Elasticsearch + Analyzer + English dataset + French query

Hey guys !

I created an attribute with "annotated_text" to be able to recognize some entities

"headline": {"type": "annotated_text", "analyzer":"analyzer_shingle"}

Now I can for example look for "Turkey" and it returns [Turkey](Turkey & GPE)

But if for example the user type "Turquie" (which is the french translation of the word Turkey), the elasticsearch returns nothing.

I would like to know if there is an option that allows us to look for "Turquie" and returns the same entitie [Turkey](Turkey & GPE)

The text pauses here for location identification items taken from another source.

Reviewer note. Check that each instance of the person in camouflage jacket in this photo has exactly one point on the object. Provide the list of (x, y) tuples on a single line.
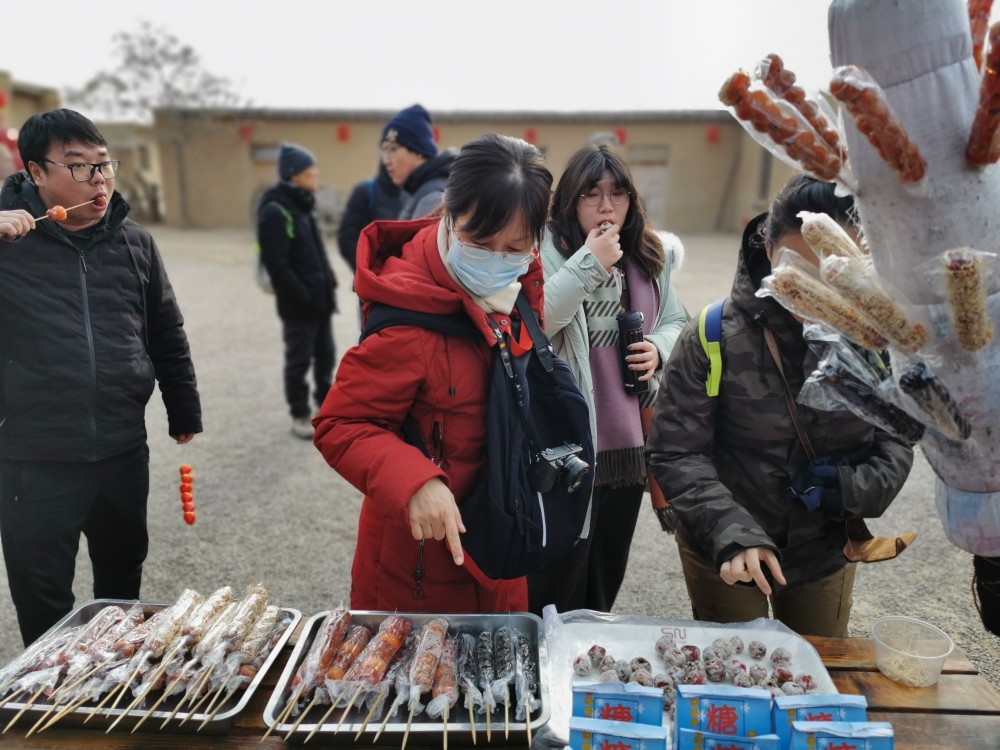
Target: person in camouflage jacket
[(726, 462)]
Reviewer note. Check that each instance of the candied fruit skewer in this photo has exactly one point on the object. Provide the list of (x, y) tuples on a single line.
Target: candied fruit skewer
[(58, 213)]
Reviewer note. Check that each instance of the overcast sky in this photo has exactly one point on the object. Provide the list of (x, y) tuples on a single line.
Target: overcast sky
[(565, 55)]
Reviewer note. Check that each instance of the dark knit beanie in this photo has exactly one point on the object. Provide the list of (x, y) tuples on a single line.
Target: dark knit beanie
[(411, 129), (292, 160)]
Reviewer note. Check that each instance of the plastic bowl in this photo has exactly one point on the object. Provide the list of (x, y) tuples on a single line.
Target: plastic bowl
[(910, 651)]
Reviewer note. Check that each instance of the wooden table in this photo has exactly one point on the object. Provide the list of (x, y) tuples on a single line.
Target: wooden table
[(962, 711)]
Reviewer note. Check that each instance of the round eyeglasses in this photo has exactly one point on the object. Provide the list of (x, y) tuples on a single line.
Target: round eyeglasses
[(84, 172), (478, 252), (618, 196)]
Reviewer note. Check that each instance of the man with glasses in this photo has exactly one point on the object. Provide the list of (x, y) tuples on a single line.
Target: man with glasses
[(90, 325)]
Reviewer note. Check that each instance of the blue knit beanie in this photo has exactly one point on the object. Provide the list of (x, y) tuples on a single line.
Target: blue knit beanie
[(292, 160), (411, 129)]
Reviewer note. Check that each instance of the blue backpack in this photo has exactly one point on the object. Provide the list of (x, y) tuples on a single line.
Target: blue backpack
[(530, 503)]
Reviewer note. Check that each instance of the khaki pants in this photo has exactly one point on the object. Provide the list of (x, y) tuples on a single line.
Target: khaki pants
[(820, 607)]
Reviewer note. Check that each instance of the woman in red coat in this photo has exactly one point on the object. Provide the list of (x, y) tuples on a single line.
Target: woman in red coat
[(472, 258)]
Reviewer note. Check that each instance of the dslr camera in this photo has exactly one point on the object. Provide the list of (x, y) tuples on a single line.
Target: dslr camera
[(561, 463)]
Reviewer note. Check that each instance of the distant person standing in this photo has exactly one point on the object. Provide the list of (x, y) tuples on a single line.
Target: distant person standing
[(411, 157), (293, 252), (89, 326), (376, 198)]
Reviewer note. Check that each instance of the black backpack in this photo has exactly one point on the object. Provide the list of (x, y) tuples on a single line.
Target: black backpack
[(529, 504)]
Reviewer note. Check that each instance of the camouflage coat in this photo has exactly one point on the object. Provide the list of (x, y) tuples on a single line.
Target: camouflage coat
[(725, 462)]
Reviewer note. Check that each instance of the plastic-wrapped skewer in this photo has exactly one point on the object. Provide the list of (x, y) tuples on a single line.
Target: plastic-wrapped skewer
[(804, 295), (785, 132), (864, 99), (161, 638), (401, 681), (242, 665), (377, 697), (966, 291), (469, 677), (312, 669), (983, 146), (432, 638), (862, 287), (918, 382), (979, 20), (526, 681), (373, 662), (781, 82), (485, 668), (505, 663), (444, 692), (357, 638)]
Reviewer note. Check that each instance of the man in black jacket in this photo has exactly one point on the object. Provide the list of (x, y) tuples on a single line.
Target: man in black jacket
[(89, 324), (293, 252)]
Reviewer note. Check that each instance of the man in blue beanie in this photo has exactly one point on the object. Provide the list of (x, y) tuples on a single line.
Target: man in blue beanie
[(411, 157), (292, 250)]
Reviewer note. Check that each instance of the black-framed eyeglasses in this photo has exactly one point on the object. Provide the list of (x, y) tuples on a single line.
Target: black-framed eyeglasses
[(84, 172), (618, 196)]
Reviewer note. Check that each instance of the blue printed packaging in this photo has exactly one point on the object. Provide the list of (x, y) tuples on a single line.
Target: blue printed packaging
[(723, 709), (836, 707), (691, 739), (616, 701), (594, 734), (842, 735)]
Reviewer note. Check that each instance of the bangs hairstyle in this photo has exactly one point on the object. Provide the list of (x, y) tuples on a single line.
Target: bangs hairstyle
[(805, 193), (585, 169), (496, 179), (60, 126)]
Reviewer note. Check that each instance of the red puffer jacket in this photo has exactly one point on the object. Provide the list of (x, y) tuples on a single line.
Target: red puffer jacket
[(442, 382)]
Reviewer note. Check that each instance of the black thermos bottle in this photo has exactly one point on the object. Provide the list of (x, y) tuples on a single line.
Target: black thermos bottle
[(630, 332)]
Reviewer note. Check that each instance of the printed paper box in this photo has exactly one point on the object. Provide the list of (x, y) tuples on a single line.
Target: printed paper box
[(616, 701)]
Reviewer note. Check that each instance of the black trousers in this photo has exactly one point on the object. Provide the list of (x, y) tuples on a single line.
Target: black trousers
[(45, 505), (590, 576), (308, 343)]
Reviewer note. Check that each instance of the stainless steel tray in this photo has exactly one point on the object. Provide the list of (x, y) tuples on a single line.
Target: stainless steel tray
[(103, 719), (424, 731)]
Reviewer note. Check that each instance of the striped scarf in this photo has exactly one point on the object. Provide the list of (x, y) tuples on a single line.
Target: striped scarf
[(620, 461)]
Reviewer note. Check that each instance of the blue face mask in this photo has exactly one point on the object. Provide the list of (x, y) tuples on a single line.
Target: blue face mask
[(482, 272)]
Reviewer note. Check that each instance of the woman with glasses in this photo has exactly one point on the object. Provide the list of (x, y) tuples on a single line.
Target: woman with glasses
[(601, 259), (472, 258)]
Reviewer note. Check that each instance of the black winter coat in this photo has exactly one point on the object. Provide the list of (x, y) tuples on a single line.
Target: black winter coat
[(299, 268), (84, 336)]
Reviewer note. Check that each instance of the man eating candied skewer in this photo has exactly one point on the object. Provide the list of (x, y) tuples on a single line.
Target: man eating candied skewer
[(90, 325)]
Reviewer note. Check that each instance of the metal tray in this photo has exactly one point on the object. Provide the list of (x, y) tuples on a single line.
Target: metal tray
[(424, 731), (220, 723)]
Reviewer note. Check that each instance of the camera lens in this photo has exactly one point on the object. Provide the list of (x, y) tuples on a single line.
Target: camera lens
[(574, 472)]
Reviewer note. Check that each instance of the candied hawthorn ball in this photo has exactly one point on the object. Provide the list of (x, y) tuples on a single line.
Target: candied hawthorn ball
[(581, 665), (596, 654)]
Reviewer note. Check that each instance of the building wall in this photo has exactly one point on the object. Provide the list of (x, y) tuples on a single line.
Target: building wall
[(698, 172)]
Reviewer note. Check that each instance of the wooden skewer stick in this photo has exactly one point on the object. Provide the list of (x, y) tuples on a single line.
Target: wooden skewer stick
[(292, 700), (322, 721), (67, 210), (24, 708), (406, 734), (371, 713), (301, 716), (351, 703), (218, 708)]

Here is what I get when I look for "Turkey" :

GET newsfeeds/_search
{
  "query": {
    "term": {
        "headline": "Turkey" 
    }
  }
}

I get :

{
      "took" : 11,
      "timed_out" : false,
      "_shards" : {
        "total" : 1,
        "successful" : 1,
        "skipped" : 0,
        "failed" : 0
      },
      "hits" : {
        "total" : {
          "value" : 8,
          "relation" : "eq"
        },
        "max_score" : 4.584161,
        "hits" : [
          {
            "_index" : "newsfeeds",
            "_type" : "_doc",
            "_id" : "SB12019373229680514873104586239560012766084",
            "_score" : 4.584161,
            "_source" : {
              "headline" : """Refugees Stream Across [Turkey](Turkey&GPE), Trying to Enter the [EU](EU&ORG)

    """,
              "url" : "https://www.wsj.com/articles/refugees-stream-across-turkey-in-bid-to-enter-eu-a-baby-in-an-isotherm-bag-11583319603",
              "published" : "2020-03-04T12:36:00Z",
              "feedLink" : "http://online.wsj.com/page/2_0006.html",
              "tags" : [
                "Turkey",
                "EU"
              ]
            }
          },

When I search for Turquie

, I get :

 {
      "took" : 2,
      "timed_out" : false,
      "_shards" : {
        "total" : 1,
        "successful" : 1,
        "skipped" : 0,
        "failed" : 0
      },
      "hits" : {
        "total" : {
          "value" : 0,
          "relation" : "eq"
        },
        "max_score" : null,
        "hits" : [ ]
      }
    }

Please don't post images of text as they are hard to read, may not display correctly for everyone, and are not searchable.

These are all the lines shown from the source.